Our end goal is improve the welfare of laboratory fishes and we invite others to share any data they have to highlight opportunities for refinement, either directly with myself (whjn1@le.ac.uk) or with the NC3Rs (tech3rs@nc3rs.org.uk).

WN: If you would like help with a training programme, we’d be happy to provide support (whjn1@le.ac.uk). In the meantime, use the most refined anaesthetic protocol in terms of safety and aversive properties [18-22], ensure that analgesia is used to manage pain before and after the procedure [2,20,21] and allow fish to recover in visual contact with other fishes [23] (e.g. by pushing tanks together so fish can see each other or by partitioning tanks so that fish are separated but have visual and olfactory contact).

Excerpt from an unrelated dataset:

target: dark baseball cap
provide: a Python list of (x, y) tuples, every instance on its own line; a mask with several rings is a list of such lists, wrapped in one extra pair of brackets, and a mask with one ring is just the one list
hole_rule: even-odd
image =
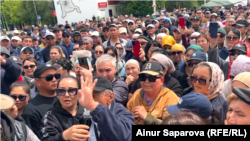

GP: Also consider how much tissue needs to be removed from the fish for your purpose and do not take more of the fin than is needed. I have spoken to zebrafish users who have reviewed their fin clipping protocols and found that only a very tiny piece of tissue (e.g. 1-2mm² equivalent to the tip of one tail lobe) was needed to complete >10 PCR runs. Fin clipping tail lobes back to the scissor of the tail was found to be completely unnecessary. The smaller the piece of tissue taken, the faster the recovery of the fish and sooner it can be returned to its home tank.